Although Assemblywoman Sally Lieber, D-Mountain View, said she continues to believe that spanking — a legal punishment defined as striking a child on the buttocks with an open hand, even to the point of inflicting injury — should be illegal, she removed that provision after determining it would not get enough support to pass.
Instead, she proposes changing California's child-abuse laws to outlaw striking a child with a closed fist or hitting a child with a belt, stick, paddle, shoe or other instrument.
The changes in the bill, however, did not satisfy its most vocal critic.
Randy Thomasson, president of the Campaign for Children and Families, said the bill would make it impossible for women who are not physically strong to effectively discipline their children.
"It especially targets mothers," Thomasson said, explaining that often a mother's hand "doesn't cause the sting that they need to reform their child's behavior."

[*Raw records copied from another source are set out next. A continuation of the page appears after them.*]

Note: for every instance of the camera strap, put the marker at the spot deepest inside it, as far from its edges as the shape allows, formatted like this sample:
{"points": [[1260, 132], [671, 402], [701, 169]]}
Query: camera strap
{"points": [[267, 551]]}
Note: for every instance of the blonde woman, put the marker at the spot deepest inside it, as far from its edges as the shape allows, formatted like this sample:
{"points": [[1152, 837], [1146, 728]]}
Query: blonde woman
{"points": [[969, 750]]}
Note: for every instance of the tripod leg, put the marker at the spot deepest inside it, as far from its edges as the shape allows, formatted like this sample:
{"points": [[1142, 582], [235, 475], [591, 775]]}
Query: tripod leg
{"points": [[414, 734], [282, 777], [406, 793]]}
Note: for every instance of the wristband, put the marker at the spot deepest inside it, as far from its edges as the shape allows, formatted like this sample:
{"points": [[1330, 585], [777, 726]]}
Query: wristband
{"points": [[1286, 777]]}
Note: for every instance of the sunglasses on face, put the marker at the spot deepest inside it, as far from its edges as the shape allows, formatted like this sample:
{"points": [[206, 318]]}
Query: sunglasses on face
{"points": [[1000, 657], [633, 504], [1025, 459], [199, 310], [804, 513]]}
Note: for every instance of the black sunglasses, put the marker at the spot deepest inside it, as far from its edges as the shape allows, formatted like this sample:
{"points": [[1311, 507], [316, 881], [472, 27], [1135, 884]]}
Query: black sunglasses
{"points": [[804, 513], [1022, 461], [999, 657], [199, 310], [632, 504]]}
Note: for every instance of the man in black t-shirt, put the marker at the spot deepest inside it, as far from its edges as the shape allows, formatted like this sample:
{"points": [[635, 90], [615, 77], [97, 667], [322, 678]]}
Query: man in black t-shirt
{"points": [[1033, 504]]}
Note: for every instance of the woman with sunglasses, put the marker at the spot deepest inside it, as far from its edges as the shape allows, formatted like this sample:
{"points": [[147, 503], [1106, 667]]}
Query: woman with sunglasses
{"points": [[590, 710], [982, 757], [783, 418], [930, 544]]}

Thomas Nazario, a University of San Francisco law professor who specializes in child-abuse law, said the final revision of the bill "really strikes a balance between the prerogatives parents have in disciplining children and protecting vulnerable children."
Current law allows parents to physically punish children as long as the punishment is not "unjustifiable." The vagueness of that definition, Nazario said, makes it difficult for prosecutors to prove a case of what they believe is child abuse.
"Prosecutors have been trying to figure out where abuse begins and where appropriate corporal punishment ends," he said.
Under the bill, such acts as hitting a child with a belt, kicking a child or striking a child with a closed fist would be classified as "unjustifiable" under the law — and the burden of proving otherwise would be on the accused parent or caretaker.
"Abusers will no longer be able to hide behind the defense of ‘reasonable parental discipline,'" Lieber said.
Lieber was joined at a Capitol news conference by Scott Juceam, the father of a 16-month-old daughter who died of brain damage last May after being shaken violently by her caretaker.
Juceam said his mission in life is now to protect children against abuse, and he promised to lobby energetically on behalf of Lieber's bill.
"I'm not a child-abuse expert," he said. "I'm a parent who lost a child. Can you believe we need a law to tell a parent not to use a rod or a shoe to beat a child?"
Thomasson said he believes existing child-abuse laws are sufficient to protect against acts that ought to be legitimately treated as crimes. But the proposed law, he said, goes too far.
"A switch is not abuse. A stick is not abuse," he said.
Thomasson said his organization would support a bill that dealt exclusively with baby-shaking, but called Lieber's proposal "a great deception. These issues need to be separated. As it is, this bill bans a parent from spanking effectively."
Under legislative rules, the bill must now be in print and available for public inspection for 30 days before a committee hearing can be held. If it is passed by the committee, the full Assembly will have until June 8 to act.